Only the top 40 restaurants were ranked in 2011's Best Restaurants list.
Ethiopian cooking is home cooking—to look for finery is to miss the point. But this two-story cafe is more exacting than any in the area, making it an excellent entry point for those new to wats and tibs as well as a rewarding stop for diners eager to experience the depth of the cuisine at its best.
Tiwaltenigus Shengelegne runs the kitchen, as she did for many years at the late, great Fasika’s in DC’s Adams Morgan, spooning her signature doro wat and crusty-edged lamb tibs onto rounds of injera, the spongy, sour bread that serves as both plate and utensil. Those stews are as rich and concentrated as a wine reduction, rendering the occasionally chewy meats in them almost beside the point.
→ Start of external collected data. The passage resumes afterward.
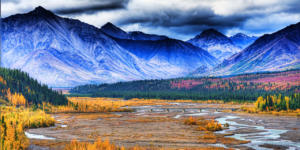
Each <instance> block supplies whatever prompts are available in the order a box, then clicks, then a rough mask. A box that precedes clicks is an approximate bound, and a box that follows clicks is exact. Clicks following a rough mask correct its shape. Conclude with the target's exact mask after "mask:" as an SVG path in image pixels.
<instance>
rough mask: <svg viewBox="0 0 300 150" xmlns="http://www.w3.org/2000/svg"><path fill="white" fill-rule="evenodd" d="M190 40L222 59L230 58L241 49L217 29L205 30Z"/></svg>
mask: <svg viewBox="0 0 300 150" xmlns="http://www.w3.org/2000/svg"><path fill="white" fill-rule="evenodd" d="M188 42H190V43H191V44H193V45H195V46H198V47H200V48H203V49H204V50H207V51H208V52H209V53H210V54H211V55H213V56H214V57H216V58H217V59H219V60H220V61H223V60H224V59H227V58H229V57H230V56H232V55H233V54H235V53H238V52H239V51H240V50H241V49H240V48H239V47H237V46H235V45H234V44H233V42H232V41H231V40H230V39H229V38H228V37H227V36H225V35H224V34H222V33H220V32H219V31H217V30H215V29H208V30H204V31H203V32H202V33H201V34H199V35H197V36H195V37H194V38H192V39H190V40H188Z"/></svg>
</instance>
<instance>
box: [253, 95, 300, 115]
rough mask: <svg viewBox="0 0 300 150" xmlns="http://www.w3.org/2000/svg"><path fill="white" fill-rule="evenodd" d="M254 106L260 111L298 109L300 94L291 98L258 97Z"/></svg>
mask: <svg viewBox="0 0 300 150" xmlns="http://www.w3.org/2000/svg"><path fill="white" fill-rule="evenodd" d="M255 106H256V108H257V109H258V110H260V111H281V110H296V109H300V94H299V93H295V94H292V95H291V96H284V95H281V94H278V95H267V96H264V97H263V96H260V97H258V98H257V101H256V102H255Z"/></svg>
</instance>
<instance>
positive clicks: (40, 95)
mask: <svg viewBox="0 0 300 150" xmlns="http://www.w3.org/2000/svg"><path fill="white" fill-rule="evenodd" d="M8 93H9V94H8ZM10 93H11V94H10ZM18 94H22V95H23V96H24V97H25V99H26V100H27V102H28V104H42V102H48V103H51V104H54V105H61V104H67V103H68V101H67V98H66V97H65V96H64V95H62V94H60V93H58V92H57V91H53V90H51V89H50V88H49V87H48V86H46V85H42V84H40V83H39V82H38V81H37V80H35V79H32V78H31V77H30V76H29V75H28V74H27V73H25V72H22V71H20V70H12V69H6V68H0V99H4V100H8V99H9V97H10V96H9V95H15V96H16V95H18ZM18 96H20V95H18ZM20 97H22V96H20Z"/></svg>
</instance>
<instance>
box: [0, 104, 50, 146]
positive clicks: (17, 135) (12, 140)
mask: <svg viewBox="0 0 300 150" xmlns="http://www.w3.org/2000/svg"><path fill="white" fill-rule="evenodd" d="M54 123H55V120H54V118H52V117H51V116H50V115H47V114H46V113H45V112H43V111H41V110H38V111H32V110H30V109H28V108H15V107H0V149H1V150H2V149H3V150H6V149H7V150H11V149H13V150H21V149H26V148H27V146H28V145H29V140H28V139H27V138H26V136H25V133H24V129H25V128H38V127H48V126H52V125H54Z"/></svg>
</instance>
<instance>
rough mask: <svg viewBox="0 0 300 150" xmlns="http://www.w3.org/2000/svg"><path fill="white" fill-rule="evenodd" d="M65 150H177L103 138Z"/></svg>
mask: <svg viewBox="0 0 300 150" xmlns="http://www.w3.org/2000/svg"><path fill="white" fill-rule="evenodd" d="M179 149H180V150H224V148H218V147H205V148H179ZM179 149H178V150H179ZM65 150H175V148H159V147H141V146H134V147H129V148H125V147H124V146H118V145H115V144H113V143H110V141H109V140H104V141H102V140H101V138H98V139H97V140H96V141H95V142H94V143H89V142H79V141H77V140H72V141H71V142H70V143H69V144H68V145H66V147H65Z"/></svg>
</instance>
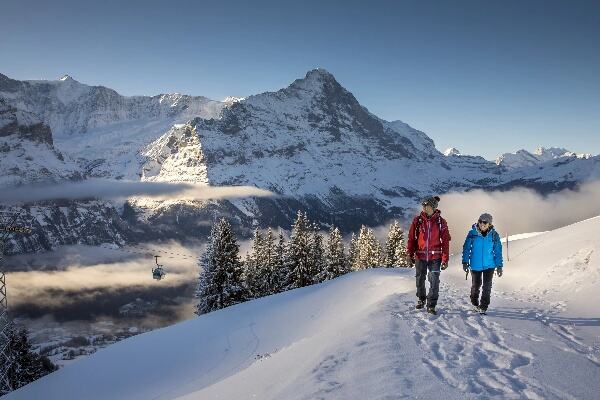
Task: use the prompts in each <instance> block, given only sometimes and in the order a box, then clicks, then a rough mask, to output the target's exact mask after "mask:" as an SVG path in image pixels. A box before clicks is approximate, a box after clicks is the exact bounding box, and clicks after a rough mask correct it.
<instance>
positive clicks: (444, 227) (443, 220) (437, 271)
mask: <svg viewBox="0 0 600 400" xmlns="http://www.w3.org/2000/svg"><path fill="white" fill-rule="evenodd" d="M439 201H440V198H439V197H438V196H432V197H428V198H426V199H425V200H423V201H422V203H421V205H422V206H423V211H422V212H421V213H420V214H419V215H417V216H416V217H415V218H414V219H413V221H412V224H411V225H410V230H409V232H408V244H407V250H408V251H407V252H408V262H409V265H411V266H412V265H413V264H414V265H415V270H416V274H415V276H416V281H417V298H418V301H417V305H416V308H417V309H420V308H423V306H425V303H426V300H427V311H428V312H429V313H431V314H435V306H436V305H437V300H438V292H439V288H440V270H442V271H443V270H445V269H446V268H448V256H449V248H450V239H451V238H450V231H449V230H448V224H447V223H446V220H445V219H444V218H442V215H441V212H440V210H438V209H437V206H438V203H439ZM426 276H427V279H428V280H429V293H426V290H425V277H426Z"/></svg>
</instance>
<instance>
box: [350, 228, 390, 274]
mask: <svg viewBox="0 0 600 400" xmlns="http://www.w3.org/2000/svg"><path fill="white" fill-rule="evenodd" d="M383 262H384V260H383V251H382V248H381V243H379V240H377V238H376V237H375V233H374V232H373V230H372V229H370V228H367V227H366V226H364V225H363V226H362V227H361V228H360V232H359V234H358V239H357V241H356V250H355V257H354V265H353V269H355V270H358V269H364V268H373V267H379V266H381V265H382V264H383Z"/></svg>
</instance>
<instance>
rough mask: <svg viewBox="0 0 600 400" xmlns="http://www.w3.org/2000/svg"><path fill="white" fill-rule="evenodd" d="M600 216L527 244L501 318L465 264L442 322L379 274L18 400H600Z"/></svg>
mask: <svg viewBox="0 0 600 400" xmlns="http://www.w3.org/2000/svg"><path fill="white" fill-rule="evenodd" d="M598 222H600V218H592V219H590V220H586V221H582V222H581V223H578V224H574V225H572V226H568V227H564V228H560V229H557V230H555V231H551V232H548V233H545V234H544V235H541V236H539V237H531V238H527V239H523V240H519V241H515V242H514V245H513V246H512V247H511V249H512V251H513V253H512V254H514V256H513V257H511V261H510V262H507V263H506V265H505V273H504V276H502V277H501V278H498V277H494V281H493V288H492V299H491V305H490V308H489V310H488V315H485V316H483V315H479V314H476V313H474V312H473V311H472V310H471V305H470V300H469V289H470V280H465V275H464V272H463V271H462V268H461V263H460V261H461V260H460V259H459V258H458V257H457V256H458V255H457V256H453V257H452V258H451V260H450V266H449V268H448V270H446V271H444V272H442V275H441V282H442V285H441V288H440V298H439V301H438V311H439V315H437V316H433V315H430V314H427V313H426V312H424V311H418V310H415V309H414V305H415V302H416V297H415V294H414V293H415V278H414V272H415V271H414V270H412V269H403V268H402V269H401V268H398V269H384V268H379V269H370V270H365V271H357V272H354V273H351V274H347V275H345V276H343V277H340V278H338V279H334V280H332V281H328V282H325V283H322V284H319V285H313V286H309V287H305V288H301V289H296V290H292V291H289V292H285V293H281V294H278V295H274V296H269V297H265V298H262V299H257V300H254V301H250V302H246V303H242V304H239V305H236V306H233V307H231V308H228V309H225V310H220V311H217V312H214V313H210V314H207V315H204V316H201V317H198V318H194V319H192V320H189V321H186V322H182V323H180V324H177V325H175V326H172V327H169V328H165V329H160V330H157V331H153V332H149V333H147V334H142V335H139V336H136V337H133V338H129V339H127V340H124V341H122V342H119V343H117V344H115V345H113V346H109V347H107V348H106V349H102V350H100V351H98V352H97V353H95V354H93V355H91V356H90V357H88V358H86V359H83V360H81V361H78V362H77V363H74V364H72V365H70V366H68V367H66V368H64V369H62V370H59V371H58V372H56V373H53V374H50V375H49V376H47V377H44V378H42V379H40V380H38V381H36V382H33V383H32V384H30V385H27V386H25V387H24V388H22V389H20V390H17V391H16V392H14V393H11V394H10V395H8V396H7V400H8V399H33V398H44V399H48V400H53V399H57V400H58V399H60V400H67V399H86V400H93V399H98V400H100V399H102V400H103V399H108V398H110V399H115V400H116V399H127V400H133V399H140V400H142V399H143V400H148V399H155V400H171V399H180V400H183V399H187V400H191V399H199V400H205V399H235V400H242V399H263V400H269V399H273V400H276V399H277V400H279V399H286V400H308V399H310V400H313V399H327V400H329V399H339V400H347V399H369V400H391V399H404V398H406V399H415V398H418V399H444V400H454V399H456V400H463V399H534V400H536V399H549V400H552V399H568V400H569V399H578V400H579V399H583V400H586V399H590V400H592V399H598V398H599V394H600V315H599V313H598V306H597V304H598V302H599V301H600V292H599V291H598V285H599V284H600V259H599V258H598V257H599V256H600V242H598V240H597V238H598V235H599V234H600V224H599V223H598Z"/></svg>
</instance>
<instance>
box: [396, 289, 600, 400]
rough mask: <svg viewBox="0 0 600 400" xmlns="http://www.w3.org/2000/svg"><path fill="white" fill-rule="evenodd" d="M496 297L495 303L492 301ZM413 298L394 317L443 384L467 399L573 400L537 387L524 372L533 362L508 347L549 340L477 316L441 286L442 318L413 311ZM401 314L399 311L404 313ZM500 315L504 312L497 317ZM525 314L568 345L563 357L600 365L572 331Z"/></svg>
mask: <svg viewBox="0 0 600 400" xmlns="http://www.w3.org/2000/svg"><path fill="white" fill-rule="evenodd" d="M494 295H495V294H494V293H493V294H492V298H493V297H494ZM414 305H415V300H414V298H413V296H409V295H402V296H399V297H398V298H397V299H396V301H395V304H393V305H392V309H394V308H395V311H392V312H391V314H392V315H393V316H395V317H396V319H400V320H401V321H402V322H403V323H405V324H407V325H408V327H409V328H410V331H411V332H412V334H413V337H414V341H415V343H416V345H417V346H418V347H419V348H420V349H421V351H422V352H423V357H422V360H421V361H422V362H423V364H424V365H426V366H427V367H428V369H429V370H430V371H431V372H432V373H433V374H434V375H435V376H436V377H437V378H438V379H439V380H441V381H443V382H447V383H448V384H449V385H450V386H452V387H454V388H456V389H458V390H460V391H462V392H464V393H465V394H466V395H468V396H470V397H469V398H491V397H493V398H506V399H522V398H526V399H548V398H556V399H575V397H573V396H571V395H570V394H568V393H565V392H563V391H561V390H559V389H556V388H553V387H551V386H550V385H549V383H548V382H539V381H537V380H536V379H535V378H533V377H531V376H529V375H531V374H527V375H526V374H525V372H524V371H522V369H523V368H524V367H528V366H530V365H531V364H532V363H533V362H534V360H535V356H534V354H532V353H531V352H529V351H524V350H519V349H518V348H515V347H514V346H513V345H512V344H511V345H508V344H507V343H506V336H507V335H511V336H513V337H516V338H520V339H524V340H529V341H532V342H543V341H545V340H546V339H545V338H543V337H540V336H538V335H535V334H530V333H522V332H519V333H515V332H512V331H509V330H507V328H506V327H505V326H504V325H503V324H501V323H498V322H495V321H494V319H495V318H493V315H494V314H493V313H495V312H496V311H492V314H489V315H487V316H483V315H479V314H478V313H476V312H474V311H473V309H472V306H471V305H470V304H469V302H468V297H466V295H465V293H464V290H462V291H460V290H458V289H456V288H454V287H453V286H452V285H451V284H448V283H442V284H441V287H440V300H439V304H438V315H435V316H434V315H430V314H428V313H427V312H425V311H422V310H415V309H414ZM398 310H401V311H400V312H399V311H398ZM498 312H499V313H501V312H502V311H498ZM520 312H521V313H524V314H526V315H527V316H528V319H531V316H532V314H533V316H535V319H536V320H538V321H539V322H541V323H542V324H543V325H544V326H546V327H548V328H550V330H551V331H552V332H554V333H555V334H557V335H558V336H559V337H560V338H561V339H562V341H563V342H564V343H565V344H566V347H565V348H563V349H562V350H563V351H566V352H575V353H578V354H581V355H584V356H585V357H587V358H588V359H589V360H590V361H591V362H592V363H594V364H595V365H599V364H598V361H597V359H596V357H595V356H594V355H593V352H596V351H594V348H593V347H587V346H586V345H585V344H584V343H583V342H582V341H581V340H579V338H577V337H576V336H575V335H574V333H573V332H572V330H573V329H572V328H571V327H568V326H565V325H564V324H561V323H557V322H551V321H556V320H555V319H553V318H552V317H551V316H548V315H546V314H544V313H543V312H539V310H530V309H522V310H520Z"/></svg>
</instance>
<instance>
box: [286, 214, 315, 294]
mask: <svg viewBox="0 0 600 400" xmlns="http://www.w3.org/2000/svg"><path fill="white" fill-rule="evenodd" d="M287 264H288V268H289V270H290V274H291V285H290V287H289V288H290V289H291V288H299V287H304V286H308V285H310V284H311V283H312V276H311V272H312V271H311V258H310V246H309V232H308V218H307V216H306V214H303V213H302V212H301V211H298V214H297V216H296V221H294V225H293V226H292V234H291V237H290V244H289V248H288V254H287Z"/></svg>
Owner Yared Tesfaye, Shengelegne’s son, has created a bistro-like setting (cocktails, mood lighting, polished wood floors) to play against the rusticity of his mother’s cooking. Modernity and tradition have seldom fit so well.
Also good: Sambusas, crispy lentil pastries; yebeg wat, a fiery lamb stew; vegetarian platter, including kik alicha (yellow split peas), mesir wat (red-lentil stew), gomen (collard greens), and azifa (green-lentil stew with Ethiopian mustard and jalapeños).
Open daily for lunch and dinner. Inexpensive.